I've got a large tank (about 28US gal) half filled with water. It's going to house 4 Japanese fire-bellied newts and some cherry shrimps. I started the tank a couple of months ago while the newts were still terrestrial. They have grown a lot and I think they'll be ready for the big tank soon.
The tank has bare bottom at the moment with a couple of plants in glass dishes with plant substrate and gravel. I managed to get brown algae, planaria and ostracods already. Brown algae is pretty much gone now and planaria were exterminated by Panacur (thanks to the advice on this forum).
I'd like to re-do the tank now because I don't like the bare bottom. I want to have plant substrate and sand (can't have gravel because of the newts) with large stones.

I would like to know if it's worth trying to get rid of the ostracods while changing the set-up. I really hate them because they are actually eating my plants. If not I would just change the bottom of the tank while using the plants, substrate and filter (Fluval mini) as they are so it would be cycled. Does anyone have any experience with this? How would I go about this if it's worth the effort (chemicals, boiling...how could the plants and the filter be cleaned...?)

Thanks for your help!


----------



## telephasic (Oct 5, 2009)

I really doubt Ostracods are eating your plants, as they are suspension feeders, IIRC. 

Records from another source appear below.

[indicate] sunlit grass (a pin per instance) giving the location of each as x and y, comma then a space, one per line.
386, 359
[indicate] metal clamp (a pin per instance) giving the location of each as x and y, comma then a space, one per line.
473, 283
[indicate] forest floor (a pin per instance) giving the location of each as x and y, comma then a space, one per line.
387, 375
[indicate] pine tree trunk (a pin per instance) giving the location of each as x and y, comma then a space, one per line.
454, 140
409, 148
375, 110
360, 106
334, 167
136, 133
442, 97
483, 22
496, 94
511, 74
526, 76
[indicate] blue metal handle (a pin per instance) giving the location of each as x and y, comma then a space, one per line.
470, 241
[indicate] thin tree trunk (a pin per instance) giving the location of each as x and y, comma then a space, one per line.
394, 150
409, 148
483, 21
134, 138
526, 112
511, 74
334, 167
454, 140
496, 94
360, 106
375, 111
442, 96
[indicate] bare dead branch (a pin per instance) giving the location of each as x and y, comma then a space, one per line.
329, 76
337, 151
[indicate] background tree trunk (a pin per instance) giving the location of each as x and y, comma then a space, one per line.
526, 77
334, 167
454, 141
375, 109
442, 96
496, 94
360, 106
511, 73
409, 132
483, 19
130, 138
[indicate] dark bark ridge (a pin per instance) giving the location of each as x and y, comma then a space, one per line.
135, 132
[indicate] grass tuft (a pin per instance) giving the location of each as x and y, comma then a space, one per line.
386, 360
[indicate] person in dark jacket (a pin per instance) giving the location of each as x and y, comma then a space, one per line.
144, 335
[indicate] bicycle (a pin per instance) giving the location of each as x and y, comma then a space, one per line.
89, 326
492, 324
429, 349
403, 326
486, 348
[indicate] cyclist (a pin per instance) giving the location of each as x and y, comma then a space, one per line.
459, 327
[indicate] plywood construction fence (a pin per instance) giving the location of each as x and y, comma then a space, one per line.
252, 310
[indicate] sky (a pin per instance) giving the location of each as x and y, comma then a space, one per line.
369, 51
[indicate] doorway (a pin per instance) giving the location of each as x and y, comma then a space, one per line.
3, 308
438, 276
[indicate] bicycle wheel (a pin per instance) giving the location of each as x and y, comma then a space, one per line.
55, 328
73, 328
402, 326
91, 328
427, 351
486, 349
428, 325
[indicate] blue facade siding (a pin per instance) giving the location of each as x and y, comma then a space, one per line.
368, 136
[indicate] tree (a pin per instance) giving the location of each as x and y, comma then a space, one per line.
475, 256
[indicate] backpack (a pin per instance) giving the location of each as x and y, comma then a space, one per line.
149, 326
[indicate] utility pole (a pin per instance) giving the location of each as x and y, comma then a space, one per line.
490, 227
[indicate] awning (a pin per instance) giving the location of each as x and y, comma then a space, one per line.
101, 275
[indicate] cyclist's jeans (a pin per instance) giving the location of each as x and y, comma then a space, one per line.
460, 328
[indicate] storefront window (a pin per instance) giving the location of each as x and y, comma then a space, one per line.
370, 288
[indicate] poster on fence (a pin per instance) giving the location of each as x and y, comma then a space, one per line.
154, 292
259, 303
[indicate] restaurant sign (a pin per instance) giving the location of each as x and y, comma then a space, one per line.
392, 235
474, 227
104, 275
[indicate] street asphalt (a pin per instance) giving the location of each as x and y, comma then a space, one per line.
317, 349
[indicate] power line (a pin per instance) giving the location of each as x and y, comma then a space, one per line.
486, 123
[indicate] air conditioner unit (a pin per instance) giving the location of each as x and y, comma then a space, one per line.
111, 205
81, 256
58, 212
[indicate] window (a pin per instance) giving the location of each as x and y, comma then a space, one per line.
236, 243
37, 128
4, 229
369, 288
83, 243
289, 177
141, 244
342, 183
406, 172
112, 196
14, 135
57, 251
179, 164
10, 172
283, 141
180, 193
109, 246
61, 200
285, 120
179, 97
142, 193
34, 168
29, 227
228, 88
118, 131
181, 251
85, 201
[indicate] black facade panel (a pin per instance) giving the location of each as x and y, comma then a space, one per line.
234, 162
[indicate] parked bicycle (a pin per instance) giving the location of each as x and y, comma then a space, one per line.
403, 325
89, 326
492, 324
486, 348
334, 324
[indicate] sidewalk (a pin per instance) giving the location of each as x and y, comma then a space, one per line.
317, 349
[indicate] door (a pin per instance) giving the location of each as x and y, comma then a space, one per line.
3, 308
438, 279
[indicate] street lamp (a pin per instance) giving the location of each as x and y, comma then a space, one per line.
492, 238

That said, all you really need to do is put some reasonably small fish into the tanks for a few weeks, and they'll be gone. In my experience, it's impossible to keep up significant numbers if there are any fish in the tanks at all. Although the newts will probably be too big to bother with them. 

The newts will probably eat the cherry shrimp however.


----------



## eb16 (Sep 28, 2009)

I think the ostracods might be eating and damaging the plants out of desperation because there is no food for them (as nothing except them lives in the tank at the moment so no feeding...). There's loads of them.
Newts and shrimps should be ok together as newts are not particularly good hunters. It wouldn't be a big problem if they did catch a shrimp once in a while anyway. 
I can't add fish to the tank because from what I've read fish and newts don't mix and I don't have another tank. I'd simply have to get rid of the fish afterwards (I couldn't just use the poor animals and throw them away...). Even though I just found out *White Cloud Minnows* could live with the newts (peaceful, don't mind cold water).Would they eat the ostracods, too?
Otherwise I suppose it's either start again (I don't want to buy new stuff so how could I clean it) or just ignore the ostracods...


----------